Model Extraction and Defenses on Generative Adversarial Networks
This work addresses the security vulnerability of model extraction for generative models, which is a significant concern for organizations deploying GANs.
This paper investigates model extraction attacks on Generative Adversarial Networks (GANs), defining accuracy and fidelity for such attacks. The authors demonstrate that an adversary can extract a state-of-the-art GAN trained on over 3 million images and transfer its knowledge to new domains. They also propose defense techniques to balance utility and security.

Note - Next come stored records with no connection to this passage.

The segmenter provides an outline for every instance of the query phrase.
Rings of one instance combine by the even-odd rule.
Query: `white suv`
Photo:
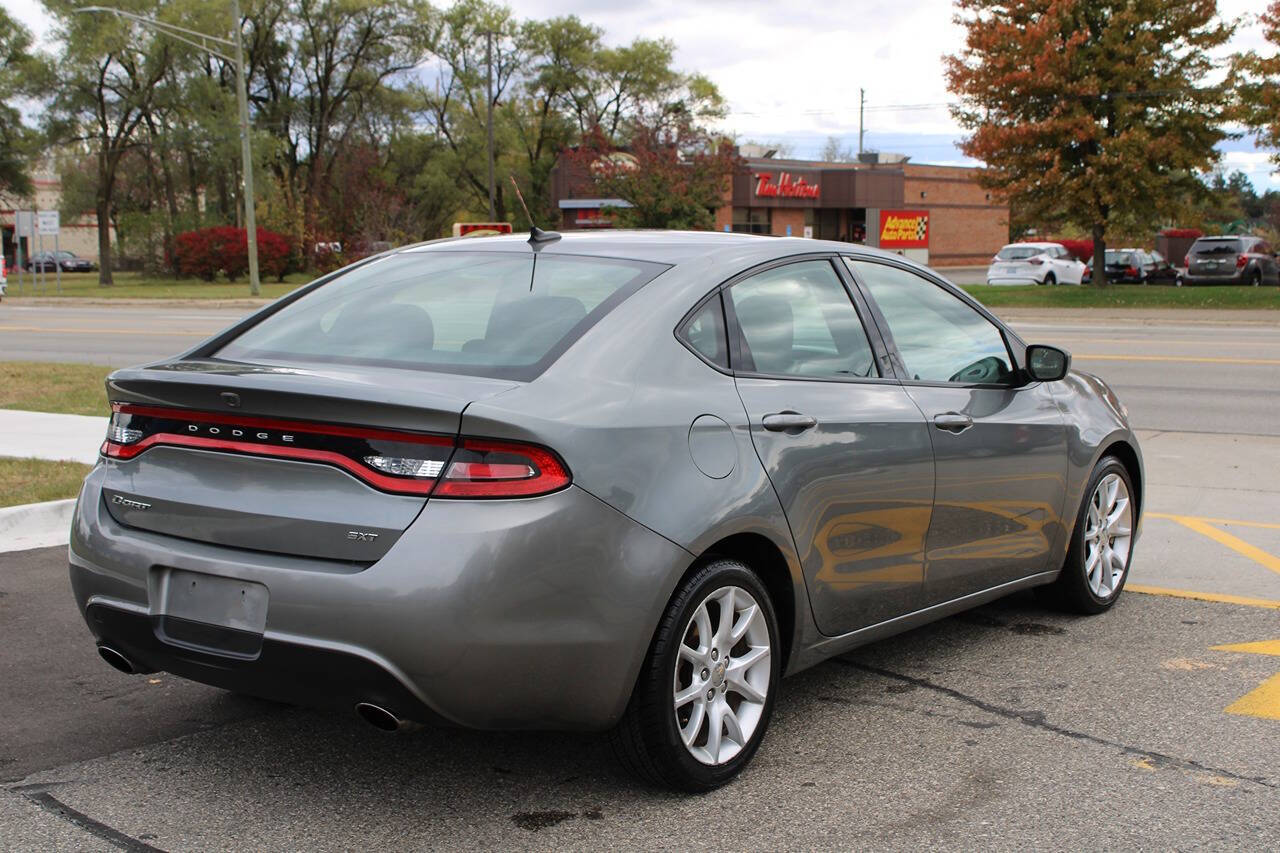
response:
[[[9,270],[4,262],[4,255],[0,255],[0,299],[4,299],[5,288],[9,286]]]
[[[1010,243],[991,259],[987,284],[1080,284],[1084,270],[1061,243]]]

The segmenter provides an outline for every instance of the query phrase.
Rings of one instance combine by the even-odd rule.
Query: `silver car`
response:
[[[107,662],[385,729],[751,760],[779,680],[1031,587],[1099,613],[1124,407],[862,246],[538,233],[389,252],[119,370],[70,548]]]

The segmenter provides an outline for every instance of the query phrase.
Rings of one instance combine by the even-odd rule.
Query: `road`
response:
[[[237,313],[5,304],[0,359],[135,363]],[[1011,597],[788,679],[704,797],[636,785],[597,735],[389,736],[121,675],[64,550],[0,554],[0,850],[1280,846],[1280,719],[1225,712],[1280,694],[1280,657],[1217,648],[1280,639],[1280,318],[1240,316],[1011,312],[1141,428],[1130,593],[1092,619]]]

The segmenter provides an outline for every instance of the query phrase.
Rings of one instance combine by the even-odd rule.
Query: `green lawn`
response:
[[[1280,287],[1109,287],[966,284],[991,308],[1250,308],[1280,310]]]
[[[110,372],[95,364],[0,361],[0,409],[106,416]]]
[[[92,465],[0,456],[0,507],[74,498]]]
[[[311,281],[307,273],[291,273],[283,284],[275,281],[262,283],[262,298],[275,299],[300,284]],[[200,281],[194,278],[146,278],[141,273],[118,272],[111,287],[98,286],[98,274],[63,273],[62,290],[58,291],[56,277],[48,274],[48,286],[36,288],[31,275],[23,274],[23,288],[18,291],[18,274],[9,273],[9,292],[6,299],[21,300],[27,296],[74,296],[87,299],[249,299],[249,281]]]

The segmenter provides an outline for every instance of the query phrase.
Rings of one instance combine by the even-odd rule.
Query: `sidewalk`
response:
[[[67,459],[92,465],[106,438],[107,420],[0,409],[0,456]]]

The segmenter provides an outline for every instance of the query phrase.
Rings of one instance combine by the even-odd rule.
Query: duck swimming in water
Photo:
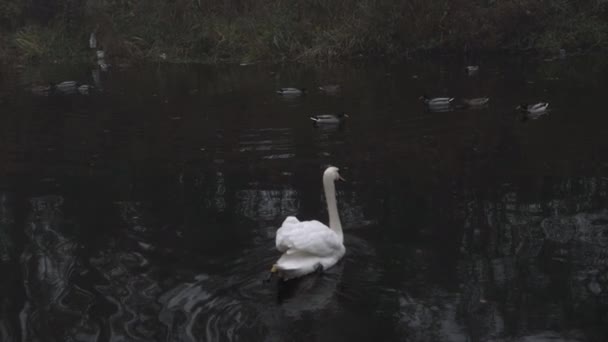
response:
[[[490,98],[489,97],[478,97],[478,98],[474,98],[474,99],[462,99],[462,102],[467,107],[484,107],[488,103],[490,103]]]
[[[344,122],[346,118],[348,118],[348,114],[342,112],[340,114],[322,114],[322,115],[313,115],[310,117],[310,120],[314,121],[316,124],[339,124]]]
[[[449,106],[452,101],[454,101],[453,97],[433,97],[430,98],[426,95],[422,95],[418,98],[419,100],[421,100],[422,102],[424,102],[424,104],[426,104],[429,107],[434,107],[434,106]]]
[[[479,72],[479,65],[467,65],[464,70],[469,76],[472,76]]]
[[[515,109],[519,110],[524,114],[540,114],[546,112],[548,107],[549,102],[539,102],[532,105],[522,103]]]
[[[306,93],[306,88],[281,88],[277,90],[279,95],[299,96]]]
[[[340,91],[340,85],[338,84],[327,84],[324,86],[320,86],[319,90],[326,94],[335,94]]]

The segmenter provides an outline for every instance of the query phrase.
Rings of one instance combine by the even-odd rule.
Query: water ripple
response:
[[[98,333],[91,322],[83,319],[94,295],[71,283],[80,269],[76,258],[80,245],[69,236],[70,224],[63,218],[63,203],[60,196],[31,200],[26,223],[29,243],[21,256],[27,296],[20,314],[24,340],[36,340],[54,322],[61,322],[64,327],[55,333],[60,340],[68,339],[75,331],[81,336]]]

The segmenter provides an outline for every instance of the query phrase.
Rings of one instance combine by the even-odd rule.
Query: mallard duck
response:
[[[89,95],[91,92],[91,89],[93,89],[92,85],[88,85],[88,84],[83,84],[80,87],[78,87],[78,92],[81,95]]]
[[[37,85],[32,87],[32,94],[37,96],[49,96],[53,91],[50,85]]]
[[[424,102],[429,107],[443,107],[449,106],[452,101],[454,101],[453,97],[433,97],[429,98],[426,95],[422,95],[418,98],[422,102]]]
[[[91,32],[91,35],[89,36],[89,48],[97,49],[97,34],[95,31]]]
[[[333,93],[337,93],[340,91],[340,85],[328,84],[328,85],[320,86],[319,90],[324,93],[333,94]]]
[[[76,81],[63,81],[58,84],[52,84],[54,90],[60,94],[72,95],[78,92],[78,82]]]
[[[306,88],[281,88],[277,90],[279,95],[297,96],[306,93]]]
[[[310,117],[310,120],[314,121],[317,124],[339,124],[344,122],[346,118],[348,118],[348,114],[342,112],[340,114],[323,114],[323,115],[313,115]]]
[[[483,107],[490,102],[490,98],[478,97],[474,99],[462,99],[462,102],[468,107]]]
[[[467,72],[467,74],[473,75],[479,72],[479,65],[468,65],[464,68],[464,70]]]
[[[76,81],[63,81],[55,85],[55,89],[64,90],[64,89],[74,89],[78,85]]]
[[[548,107],[549,107],[549,102],[539,102],[539,103],[536,103],[533,105],[522,103],[519,106],[517,106],[515,109],[517,109],[520,112],[525,113],[525,114],[540,114],[540,113],[544,113],[545,111],[547,111]]]

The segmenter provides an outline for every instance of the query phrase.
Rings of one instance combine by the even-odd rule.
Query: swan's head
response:
[[[325,172],[323,172],[323,179],[329,179],[334,182],[337,180],[344,180],[344,178],[340,176],[340,173],[338,171],[340,171],[340,169],[335,166],[328,167],[327,169],[325,169]]]

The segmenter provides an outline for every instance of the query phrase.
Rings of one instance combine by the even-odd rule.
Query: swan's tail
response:
[[[314,121],[314,122],[318,122],[319,118],[317,118],[316,116],[311,116],[310,120]]]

Model extraction attacks aim to duplicate a machine learning model through query access to a target model. Early studies mainly focus on discriminative models. Despite the success, model extraction attacks against generative models are less well explored. In this paper, we systematically study the feasibility of model extraction attacks against generative adversarial networks (GANs). Specifically, we first define accuracy and fidelity on model extraction attacks against GANs. Then we study model extraction attacks against GANs from the perspective of accuracy extraction and fidelity extraction, according to the adversary's goals and background knowledge. We further conduct a case study where an adversary can transfer knowledge of the extracted model which steals a state-of-the-art GAN trained with more than 3 million images to new domains to broaden the scope of applications of model extraction attacks. Finally, we propose effective defense techniques to safeguard GANs, considering a trade-off between the utility and security of GAN models.